Oberson

AVOCAT ET PROFESSEUR

Xavier Oberson est professeur à l'Université de Genève et avocat.

Les conseillers fiscaux dans le viseur des Etats

En septembre, la Suisse a procédé aux premiers échanges automatiques de renseignements avec plus de 40 Etats participant au réseau. C’est l’aboutissement d’un lent processus qui a démarré en 2009 avec le changement de politique fondamentale de la Suisse en la matière. 

En parallèle, à partir de 2013, le G20 et l’OCDE ont démarré un autre vaste chantier, le programme BEPS, qui vise plus spécifiquement les entreprises multinationales qui pratiquent ce qu’on appelle la planification fiscale agressive, à savoir des montages abusifs destinés à payer le moins d’impôts possible. La publication des «Panama papers», «LuxLeaks», «Bermuda Leaks» et autres révélations ont contribué à accroître la pression contre ces arrangements fiscaux excessifs. 

Parmi les 15 plans d’action du programme BEPS de l’OCDE, le rapport 12, publié en 2015, a ainsi recommandé d’introduire une obligation pour les conseillers fiscaux d’annoncer aux autorités compétentes les arrangements de planification fiscale potentiellement agressive.

Dans la foulée, l’OCDE a publié, en mars 2018, un modèle d’annonce des schémas fiscaux potentiellement agressifs ou des mesures d’opacité fiscale. Il s’agit certes de recommandations non obligatoires pour les Etats. 

Cela dit, l’Union européenne a été plus loin. Le 25 mai 2018, elle a adopté une directive qui reprend cette idée tout en élargissant son champ d’application.
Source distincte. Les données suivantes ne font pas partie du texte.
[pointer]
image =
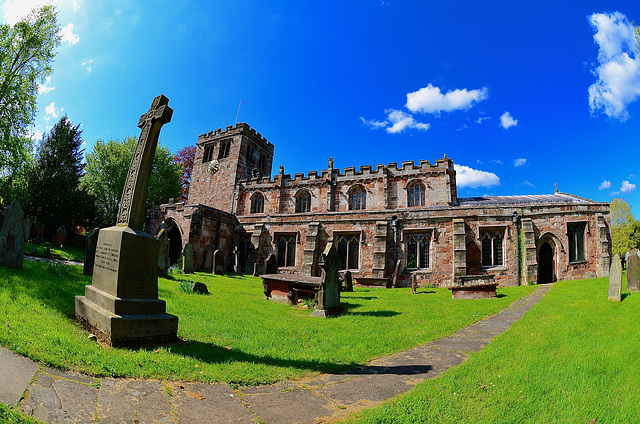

En substance, la directive prévoit l’obligation pour les intermédiaires fiscaux de déclarer les arrangements transfrontaliers potentiellement agressifs. 

Fondamentalement, il suffit pour devoir être annoncé que l’arrangement présente au moins une des caractéristiques («hallmarks») définies dans la directive et, pour la plupart d’entre eux, que le schéma incriminé ait été mis en place dans le but d’éviter de payer des impôts. 

Parmi les indicateurs concernés, on trouve notamment les arrangements qui présentent un lien entre la rémunération de l’intermédiaire et le montant de l’avantage fiscal envisagé, qui sont contraires aux normes en matière de prix de transfert, ou prévoient la déductibilité d’un paiement transfrontalier dans un Etat et la non (ou faible) imposition dans l’autre. En outre, cette directive vise aussi les montages destinés à contourner les règles d’échange automatique de renseignements (structures offshore, etc.). 

Les intermédiaires fiscaux sont définis largement. Fondamentalement, la directive vise toutes les personnes qui mettent en place ou encouragent ces montages (experts-comptables, fiduciaires, conseillers fiscaux, avocats, banquiers, etc.). Cette annonce sera suivie d’un échange automatique de renseignements centralisé entre les Etats membres. 

Certes, le devoir d’annonce vise en première ligne les intermédiaires fiscaux dans l’UE mais, pour ceux qui ne sont pas dans son champ d’application ou ne peuvent pas fournir les informations en raison d’un secret professionnel, le devoir d’annonce passe à leurs clients. 

A noter que la directive doit être transposée en droit interne d’ici au 1er juillet 2020. Toutefois, les arrangements mis en place à partir du 25 juin 2018 (sic!) doivent être annoncés d’ici au 31 août 2020. Ils feront ensuite l’objet d’un échange automatique.  

Toujours plus loin dans la lutte contre l’évasion fiscale

On constate ainsi que dans le but de renforcer la lutte contre l’évasion fiscale, après les intermédiaires financiers, détenteurs d’informations, ou les contribuables peu scrupuleux, les Etats commencent désormais à cibler aussi les conseillers fiscaux qui proposent, réalisent ou promeuvent des montages fiscaux agressifs. 

En effet, une fois l’information obtenue, il sera loisible à chaque Etat membre d’appliquer les éventuelles règles de répression interne à l’encontre des conseillers fiscaux dont l’agressivité fiscale aura été démontrée. 

Dès cet instant, la question clé sera de déterminer où commence l’agressivité et où s’arrête la sagesse.